In my
previous post I showed how synthetic individuals corresponding to ADMIXTURE ancestral components can be created and used. This was made possible by the fact that ADMIXTURE outputs allele frequencies for its components, which can be utilized to create a population of random genotypes with the same allele frequencies.
A more difficult task is to create such "zombie" individuals when there are no allele frequencies at hand. A prime example of this is the paper by
Reich et al. (2009) on the two ancestral components in Indians: Ancestral South Indians (ASI) and Ancestral North Indians (ANI). The paper provides admixture estimates for these two components in present-day "Indian Cline" groups, but no allele frequencies for these components: we only knew that ANI was closely related to West Eurasians, and ASI formed a clade with the Onge from the Indian Ocean.
Both ANI and ASI are extinct (in pure form) populations, and they are blended (in varying proportions) in modern day Indians, with highest ANI occurring in the Northwest and among upper caste groups, and highest ASI among South Indian tribal and low caste populations.
As I was thinking of ways to extend the "zombie" approach, it occurred to me that there is a fairly involved way to extract the ANI/ASI allele frequencies from the available evidence:
If f(ANI) and f(ASI) are the allele frequencies at a locus for ANI and ASI, and an admixed population P has x fraction of ancestry from ANI and 1-x from ASI, then its allele frequency is expected to be:
x*f(ANI)+(1-x)*f(ASI) = f(P)
I have marked (in bold) the known variables. Obviously, this equation does not hold in practice, because of sampling error, uncertainty in the estimation of x, as well as genetic drift that may affect the allele frequencies of the admixed population.
Nonetheless, we do not only have one equation of this sort, but 18, since Reich et al. (2009) provides ANI/ASI estimates for 18 different Indian Cline populations. We can thus fit a linear regression to recover f(ANI) and f(ASI).
This is exactly what I did; there are two important caveats:
- because most of the Reich et al. (2009) populations are very small, f(P) is expected to be very noisy. I thus grouped the Indian Cline populations into five groups (based on increasing ANI, and making sure that each one had >15 individuals), and calculated admixture proportions (x's) and allele frequencies (f(P)'s) on these groups.
- linear regression coefficients (the f(ANI) and f(ASI) estimates) may be less than 0 or more than 1, which makes no biological sense, so these were fixed to 0 and 1 in a few cases whenever that was the case (~5% of markers)
All of this required a bit of thinking and work, so I was very skeptical that it would work; given sampling/admixture estimation errors/limitations of regression/random creation of individuals, the whole process from input data to output "zombies" passed through so many layers, that it could very well lead to nonsense.

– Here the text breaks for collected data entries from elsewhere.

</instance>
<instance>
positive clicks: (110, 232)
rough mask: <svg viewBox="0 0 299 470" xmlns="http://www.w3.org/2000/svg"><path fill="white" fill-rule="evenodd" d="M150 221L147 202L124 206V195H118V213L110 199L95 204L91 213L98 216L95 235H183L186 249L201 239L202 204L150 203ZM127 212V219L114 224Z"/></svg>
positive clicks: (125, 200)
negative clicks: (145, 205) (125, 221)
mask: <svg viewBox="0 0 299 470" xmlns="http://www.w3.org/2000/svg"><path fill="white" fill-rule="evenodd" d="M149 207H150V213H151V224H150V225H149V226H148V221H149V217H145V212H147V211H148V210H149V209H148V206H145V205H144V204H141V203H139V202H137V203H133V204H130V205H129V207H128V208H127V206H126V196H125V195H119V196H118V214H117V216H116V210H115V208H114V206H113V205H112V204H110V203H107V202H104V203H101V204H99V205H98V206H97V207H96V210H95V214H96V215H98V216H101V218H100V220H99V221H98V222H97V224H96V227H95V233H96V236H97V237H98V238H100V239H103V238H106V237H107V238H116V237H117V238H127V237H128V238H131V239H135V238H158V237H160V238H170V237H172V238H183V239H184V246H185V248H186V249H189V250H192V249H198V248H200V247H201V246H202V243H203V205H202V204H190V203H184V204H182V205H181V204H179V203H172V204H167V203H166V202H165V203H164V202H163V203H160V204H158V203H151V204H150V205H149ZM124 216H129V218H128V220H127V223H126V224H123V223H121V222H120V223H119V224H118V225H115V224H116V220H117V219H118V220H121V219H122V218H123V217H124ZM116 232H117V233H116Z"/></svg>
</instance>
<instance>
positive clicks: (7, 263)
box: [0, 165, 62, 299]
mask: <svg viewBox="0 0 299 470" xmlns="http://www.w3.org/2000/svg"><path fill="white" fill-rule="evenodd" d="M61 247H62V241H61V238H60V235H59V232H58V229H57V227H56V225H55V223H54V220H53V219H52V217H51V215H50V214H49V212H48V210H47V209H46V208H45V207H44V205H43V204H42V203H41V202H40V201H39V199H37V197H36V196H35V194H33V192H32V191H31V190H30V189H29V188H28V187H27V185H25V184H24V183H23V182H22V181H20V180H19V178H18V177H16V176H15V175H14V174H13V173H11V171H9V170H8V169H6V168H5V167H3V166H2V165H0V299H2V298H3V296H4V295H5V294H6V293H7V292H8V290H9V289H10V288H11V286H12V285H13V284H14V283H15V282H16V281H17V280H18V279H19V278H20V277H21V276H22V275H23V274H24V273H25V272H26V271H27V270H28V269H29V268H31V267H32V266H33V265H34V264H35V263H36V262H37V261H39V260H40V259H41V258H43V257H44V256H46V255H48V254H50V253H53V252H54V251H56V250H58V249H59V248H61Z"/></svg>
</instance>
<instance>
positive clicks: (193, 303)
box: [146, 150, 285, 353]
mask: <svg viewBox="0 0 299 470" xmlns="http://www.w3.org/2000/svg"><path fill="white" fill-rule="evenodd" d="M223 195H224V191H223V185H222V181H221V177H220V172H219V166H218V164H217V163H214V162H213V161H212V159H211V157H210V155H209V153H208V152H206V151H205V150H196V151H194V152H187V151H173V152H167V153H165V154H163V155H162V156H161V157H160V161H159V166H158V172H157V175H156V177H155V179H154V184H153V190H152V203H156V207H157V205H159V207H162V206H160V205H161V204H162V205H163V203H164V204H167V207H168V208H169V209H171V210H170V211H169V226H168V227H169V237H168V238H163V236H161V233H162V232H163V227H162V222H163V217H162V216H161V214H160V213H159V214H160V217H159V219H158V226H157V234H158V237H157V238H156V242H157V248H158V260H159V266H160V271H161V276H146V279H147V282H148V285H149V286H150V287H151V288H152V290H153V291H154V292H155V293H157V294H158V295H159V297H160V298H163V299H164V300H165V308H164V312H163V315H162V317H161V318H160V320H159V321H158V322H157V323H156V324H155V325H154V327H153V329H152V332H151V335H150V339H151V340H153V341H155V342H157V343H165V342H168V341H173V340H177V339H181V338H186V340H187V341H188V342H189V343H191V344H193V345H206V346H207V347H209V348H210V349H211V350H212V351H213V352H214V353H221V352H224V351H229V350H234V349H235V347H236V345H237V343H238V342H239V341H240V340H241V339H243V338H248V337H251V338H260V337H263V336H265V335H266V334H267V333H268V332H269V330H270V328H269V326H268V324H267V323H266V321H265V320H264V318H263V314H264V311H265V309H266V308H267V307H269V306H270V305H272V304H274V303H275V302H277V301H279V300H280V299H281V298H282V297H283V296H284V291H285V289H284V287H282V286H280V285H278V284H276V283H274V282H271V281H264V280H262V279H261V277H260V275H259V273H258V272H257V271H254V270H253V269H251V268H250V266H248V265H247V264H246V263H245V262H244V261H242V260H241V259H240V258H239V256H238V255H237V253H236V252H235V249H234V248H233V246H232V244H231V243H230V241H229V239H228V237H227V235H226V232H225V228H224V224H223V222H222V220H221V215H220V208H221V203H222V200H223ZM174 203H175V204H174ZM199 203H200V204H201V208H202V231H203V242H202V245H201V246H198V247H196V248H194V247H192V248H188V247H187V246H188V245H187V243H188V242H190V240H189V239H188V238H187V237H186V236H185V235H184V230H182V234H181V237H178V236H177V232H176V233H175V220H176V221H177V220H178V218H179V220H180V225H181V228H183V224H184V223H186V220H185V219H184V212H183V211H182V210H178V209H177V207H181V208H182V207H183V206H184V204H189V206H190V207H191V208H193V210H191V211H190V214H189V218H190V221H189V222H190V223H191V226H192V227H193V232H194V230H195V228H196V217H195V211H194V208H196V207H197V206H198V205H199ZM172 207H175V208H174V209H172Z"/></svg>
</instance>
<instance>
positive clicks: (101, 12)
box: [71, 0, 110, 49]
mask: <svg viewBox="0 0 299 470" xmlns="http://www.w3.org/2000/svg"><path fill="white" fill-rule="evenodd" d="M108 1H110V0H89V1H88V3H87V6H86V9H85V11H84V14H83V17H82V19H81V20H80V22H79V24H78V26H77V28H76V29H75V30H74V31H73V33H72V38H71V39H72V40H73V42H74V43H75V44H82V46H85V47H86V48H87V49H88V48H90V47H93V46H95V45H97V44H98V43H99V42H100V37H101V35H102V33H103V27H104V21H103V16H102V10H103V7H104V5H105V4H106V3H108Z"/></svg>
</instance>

Nonetheless, there is power in numbers, and I was hopeful that this might work. If it did, I could have synthesized ANI and ASI populations to play with and use pretty much like regular populations in a variety of experiments.

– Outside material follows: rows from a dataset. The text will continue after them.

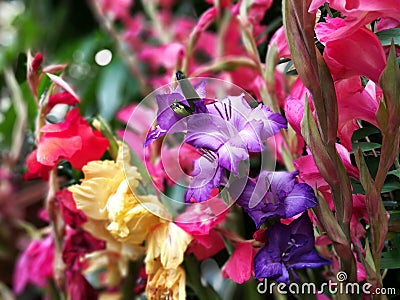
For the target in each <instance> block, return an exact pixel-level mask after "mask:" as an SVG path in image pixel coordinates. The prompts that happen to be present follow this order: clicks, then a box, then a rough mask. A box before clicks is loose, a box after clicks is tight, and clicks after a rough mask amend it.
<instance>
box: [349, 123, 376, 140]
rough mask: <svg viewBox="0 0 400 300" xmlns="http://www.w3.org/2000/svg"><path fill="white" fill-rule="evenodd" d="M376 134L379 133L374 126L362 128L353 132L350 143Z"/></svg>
mask: <svg viewBox="0 0 400 300" xmlns="http://www.w3.org/2000/svg"><path fill="white" fill-rule="evenodd" d="M377 133H380V130H379V129H378V128H376V127H375V126H372V125H371V126H368V127H363V128H360V129H357V130H356V131H354V133H353V136H352V137H351V141H352V142H353V143H354V142H355V141H357V140H361V139H363V138H365V137H367V136H371V135H373V134H377Z"/></svg>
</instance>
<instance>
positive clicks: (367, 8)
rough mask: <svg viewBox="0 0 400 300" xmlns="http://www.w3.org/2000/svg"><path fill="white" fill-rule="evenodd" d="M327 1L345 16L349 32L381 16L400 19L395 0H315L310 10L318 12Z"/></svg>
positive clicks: (311, 3)
mask: <svg viewBox="0 0 400 300" xmlns="http://www.w3.org/2000/svg"><path fill="white" fill-rule="evenodd" d="M325 2H328V3H329V6H330V7H332V8H333V9H335V10H337V11H339V12H341V13H342V15H343V16H345V21H346V24H347V26H348V34H351V33H352V31H353V30H357V29H358V28H360V27H362V26H364V25H366V24H369V23H371V22H372V21H374V20H376V19H379V18H383V17H386V18H393V19H395V20H400V6H399V4H398V2H397V1H393V0H383V1H375V0H328V1H325V0H313V1H312V3H311V5H310V8H309V12H311V13H316V11H317V9H318V7H320V6H321V5H323V4H324V3H325ZM345 31H346V30H345V29H342V30H341V32H340V34H343V33H345Z"/></svg>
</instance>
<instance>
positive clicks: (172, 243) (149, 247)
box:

Validation of synthetic ANI/ASI populations
I generated 25 ANI and 25 ASI individuals using the above-described method. There are 119,588 SNPs in these populations.

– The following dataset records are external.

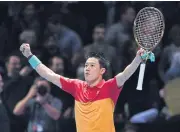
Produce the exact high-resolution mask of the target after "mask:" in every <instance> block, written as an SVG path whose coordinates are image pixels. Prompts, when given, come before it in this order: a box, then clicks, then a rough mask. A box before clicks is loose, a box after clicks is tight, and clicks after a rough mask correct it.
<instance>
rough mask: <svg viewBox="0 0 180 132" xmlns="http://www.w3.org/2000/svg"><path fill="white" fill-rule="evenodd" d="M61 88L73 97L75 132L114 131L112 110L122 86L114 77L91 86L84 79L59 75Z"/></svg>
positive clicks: (114, 106)
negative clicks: (71, 78)
mask: <svg viewBox="0 0 180 132" xmlns="http://www.w3.org/2000/svg"><path fill="white" fill-rule="evenodd" d="M60 82H61V84H62V89H63V90H64V91H66V92H68V93H70V94H71V95H72V96H73V97H74V98H75V119H76V127H77V132H115V127H114V120H113V119H114V118H113V112H114V107H115V105H116V102H117V99H118V96H119V94H120V92H121V90H122V87H120V88H118V86H117V82H116V78H112V79H109V80H108V81H105V80H102V81H101V82H100V83H99V84H97V85H96V86H94V87H93V88H91V87H89V86H88V84H87V83H86V82H85V81H81V80H77V79H68V78H64V77H61V78H60Z"/></svg>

To validate them, I ran supervised ADMIXTURE using these ANI/ASI individuals as ancestral populations, and all the Indian Cline populations as test data. The results can be seen below:
Although the estimates for some populations (e.g., Chenchu: 31 vs. 40.7%) are substantially off, the median error is 1%, and the average error is 2.4%. Overall, it does appear that the synthetic ANI/ASI individuals are fairly good standins for their (extinct) populations.
Ancestral North Indians
Also, a neighbor-joining tree:
Putting ANI/ASI to work: Romanian Gypsies
I have previously detected 2 individuals in the Behar et al. (2010) Romanian sample that are likely to be of Roma (Gypsy) heritage. Here is a supervised admixture of the Romanian sample using the ANI/ASI components:
The previously detected individuals do possess both ANI and ASI components, indeed these are:
16.9, 16.4
in the two individuals, which might be useful in constraining geographically the origin of European Gypsies along the Indian Cline.
Putting ANI/ASI to work: Iranians
Iranians generally show affinity to South Asians. Is this affinity related to the common Indo-Iranian background of Iranians and Indo-Aryans, or, is it, perhaps, due to the absorption of South Asian population elements during Iran's long imperial past?
The ANI/ASI components in the Iranians and Iranian_D samples are:
11.7, 7.5
12.0, 6.9
Compared to the previously described Romanian Gypsies, the South Asian component in Iranians tends to be clearly tilted towards ANI.